Panoply Blog: Data Management, Warehousing & Data Analysis

How to Improve the ETL Process Flow with Row Data Processing

Written by Alon Brody | Feb 1, 2016 5:03:00 PM

ETL processes (extract, transform and load) might be fundamentally flawed.

When we save data we do so for a purpose. In the context of reporting that purpose is to enable us to answer questions regarding our business; what is the number of active users in our application, which platform is experiencing the least crashes, what is our monthly revenue, etc. To do so, BI departments maintain databases, containing several ETL (Extract, Transform and Load) processes.

ETL processes will typically run every night to extract, transform and load all the relevant data into aggregated tables which populate the next morning’s reports; answering a series of business questions we have decided to ask on a recurring basis. In theory, this sounds like an excellent solution. Executives receive data reports pertaining to their questions and that data can be refreshed within seconds given need. In reality, the solution is fundamentally flawed.

Algorithms are perfect. The humans building them are not

The flaw is inherent not to the technology behind ETL but to the mental shortcuts we as human beings take when defining these processes. We can see only until the fork in the road. Our understanding of what is important and what questions we should be asking is in a constant state of flux. The ETL processes that we are defining to answer these important questions are not.
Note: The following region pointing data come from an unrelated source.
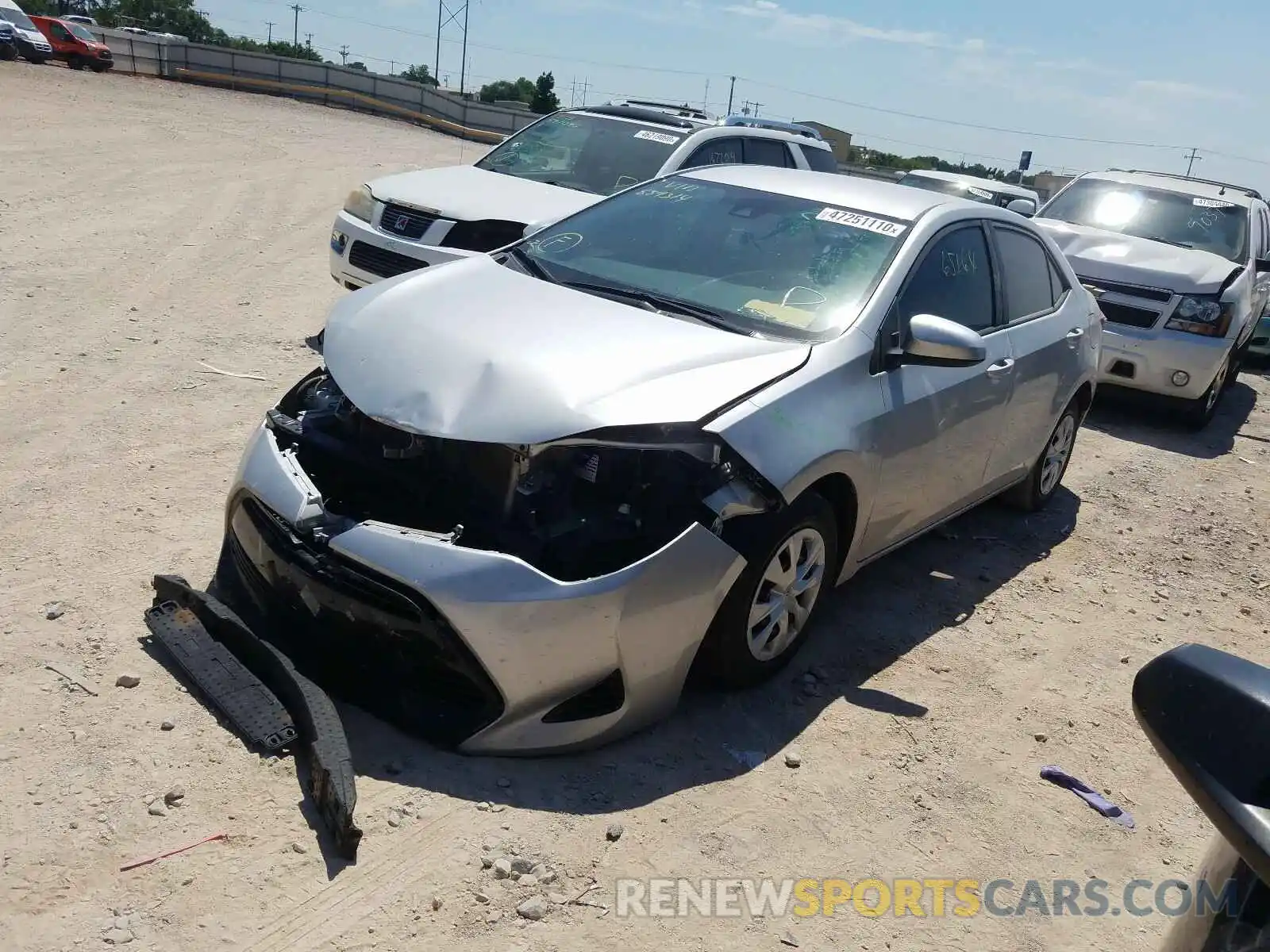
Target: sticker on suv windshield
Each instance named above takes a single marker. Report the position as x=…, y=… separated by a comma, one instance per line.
x=861, y=221
x=657, y=137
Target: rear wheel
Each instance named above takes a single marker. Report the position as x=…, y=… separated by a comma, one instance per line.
x=765, y=620
x=1199, y=413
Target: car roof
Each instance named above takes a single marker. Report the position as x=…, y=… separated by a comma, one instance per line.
x=864, y=194
x=1235, y=194
x=1003, y=188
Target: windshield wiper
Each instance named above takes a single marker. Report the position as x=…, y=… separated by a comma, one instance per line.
x=651, y=301
x=533, y=266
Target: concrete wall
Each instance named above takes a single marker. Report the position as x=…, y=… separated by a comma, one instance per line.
x=313, y=82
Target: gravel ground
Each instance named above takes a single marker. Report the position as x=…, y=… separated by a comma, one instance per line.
x=150, y=228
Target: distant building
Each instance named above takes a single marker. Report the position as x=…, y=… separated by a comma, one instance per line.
x=838, y=140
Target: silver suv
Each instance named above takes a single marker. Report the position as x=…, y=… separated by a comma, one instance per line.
x=552, y=168
x=1180, y=267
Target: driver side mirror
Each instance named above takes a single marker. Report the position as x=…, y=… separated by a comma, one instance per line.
x=937, y=342
x=1208, y=715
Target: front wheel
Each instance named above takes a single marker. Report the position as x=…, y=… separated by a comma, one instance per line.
x=791, y=556
x=1047, y=474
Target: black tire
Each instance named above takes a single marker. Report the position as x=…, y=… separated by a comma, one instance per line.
x=725, y=657
x=1200, y=412
x=1043, y=482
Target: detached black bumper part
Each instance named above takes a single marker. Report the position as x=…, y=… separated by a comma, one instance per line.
x=262, y=693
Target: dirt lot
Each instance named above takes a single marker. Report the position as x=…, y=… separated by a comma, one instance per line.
x=149, y=228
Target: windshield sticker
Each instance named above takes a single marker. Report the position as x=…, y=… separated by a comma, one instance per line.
x=861, y=221
x=657, y=137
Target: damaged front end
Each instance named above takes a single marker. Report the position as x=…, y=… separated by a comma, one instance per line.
x=491, y=598
x=573, y=508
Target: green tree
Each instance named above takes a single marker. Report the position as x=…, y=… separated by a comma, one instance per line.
x=544, y=99
x=521, y=89
x=418, y=74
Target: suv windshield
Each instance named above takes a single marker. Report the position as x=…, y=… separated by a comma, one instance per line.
x=587, y=152
x=1172, y=217
x=17, y=18
x=749, y=260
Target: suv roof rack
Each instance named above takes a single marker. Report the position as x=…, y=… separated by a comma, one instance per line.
x=1245, y=190
x=753, y=121
x=686, y=111
x=630, y=112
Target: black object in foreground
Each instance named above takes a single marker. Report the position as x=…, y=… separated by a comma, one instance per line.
x=330, y=765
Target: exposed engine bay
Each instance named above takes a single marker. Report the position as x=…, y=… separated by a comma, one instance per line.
x=573, y=508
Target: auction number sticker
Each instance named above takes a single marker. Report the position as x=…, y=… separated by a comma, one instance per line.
x=861, y=221
x=657, y=137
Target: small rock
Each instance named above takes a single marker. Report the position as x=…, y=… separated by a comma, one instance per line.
x=533, y=908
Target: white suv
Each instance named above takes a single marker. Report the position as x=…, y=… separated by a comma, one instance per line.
x=1181, y=270
x=552, y=168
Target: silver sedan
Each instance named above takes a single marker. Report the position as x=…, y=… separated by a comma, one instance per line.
x=530, y=490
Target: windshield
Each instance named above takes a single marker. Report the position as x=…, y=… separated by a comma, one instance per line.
x=587, y=152
x=17, y=18
x=1189, y=221
x=954, y=188
x=753, y=262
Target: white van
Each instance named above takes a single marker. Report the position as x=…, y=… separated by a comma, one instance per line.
x=31, y=42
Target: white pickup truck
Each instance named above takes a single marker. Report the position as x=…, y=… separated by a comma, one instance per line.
x=552, y=168
x=1181, y=270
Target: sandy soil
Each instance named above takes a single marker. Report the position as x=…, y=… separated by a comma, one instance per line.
x=148, y=228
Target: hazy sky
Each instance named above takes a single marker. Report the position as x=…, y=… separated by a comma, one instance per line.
x=1147, y=78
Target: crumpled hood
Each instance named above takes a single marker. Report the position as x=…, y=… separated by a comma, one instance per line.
x=1113, y=257
x=476, y=351
x=468, y=194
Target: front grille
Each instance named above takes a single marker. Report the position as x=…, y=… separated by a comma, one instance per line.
x=1128, y=315
x=406, y=222
x=483, y=235
x=362, y=636
x=380, y=260
x=1130, y=290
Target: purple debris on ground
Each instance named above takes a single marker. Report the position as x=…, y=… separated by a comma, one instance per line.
x=1062, y=778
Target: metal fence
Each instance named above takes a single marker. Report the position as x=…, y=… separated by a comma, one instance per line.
x=313, y=82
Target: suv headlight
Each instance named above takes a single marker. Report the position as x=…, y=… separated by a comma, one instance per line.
x=1202, y=314
x=360, y=203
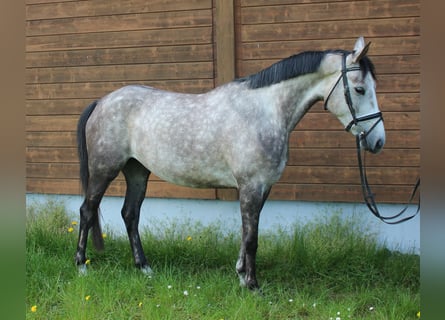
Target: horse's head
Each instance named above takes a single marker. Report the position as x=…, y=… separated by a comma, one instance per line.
x=352, y=98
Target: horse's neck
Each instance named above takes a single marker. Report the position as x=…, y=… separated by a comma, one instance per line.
x=296, y=96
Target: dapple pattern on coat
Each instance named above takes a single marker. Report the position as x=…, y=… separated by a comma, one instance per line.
x=235, y=135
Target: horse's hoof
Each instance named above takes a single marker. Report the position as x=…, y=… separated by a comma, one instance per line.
x=82, y=269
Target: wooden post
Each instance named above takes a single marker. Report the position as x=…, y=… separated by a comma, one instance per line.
x=224, y=41
x=225, y=60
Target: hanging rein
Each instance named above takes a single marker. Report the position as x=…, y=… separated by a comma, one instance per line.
x=366, y=189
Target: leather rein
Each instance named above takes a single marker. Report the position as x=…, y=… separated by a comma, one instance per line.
x=368, y=195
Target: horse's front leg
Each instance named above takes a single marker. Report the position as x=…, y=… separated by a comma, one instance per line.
x=251, y=202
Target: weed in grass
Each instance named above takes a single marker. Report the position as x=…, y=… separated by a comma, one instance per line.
x=323, y=270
Let’s say we transform our data and maintain an aggregation that shows the number of installs per platform (iOS, Android and Desktop) per day. This is an easy transformation that will enable us to understand which platform brings in more users to the app on a daily basis. Two months down the line there is a drop in installs and the aggregation indicates that since last Saturday. android installs have dropped by 14% daily. We now have a piece of data that says X and need to figure out what it means and how to respond.

The problem is that when we created this aggregation we eliminated variables that at that time seemed irrelevant. It could be that a competitor has outbid us in android advertising or that there is a new android phone app that we are not supporting yet. We don’t know. The aggregation we’ve been using for months is now obsolete as it can’t answer this question.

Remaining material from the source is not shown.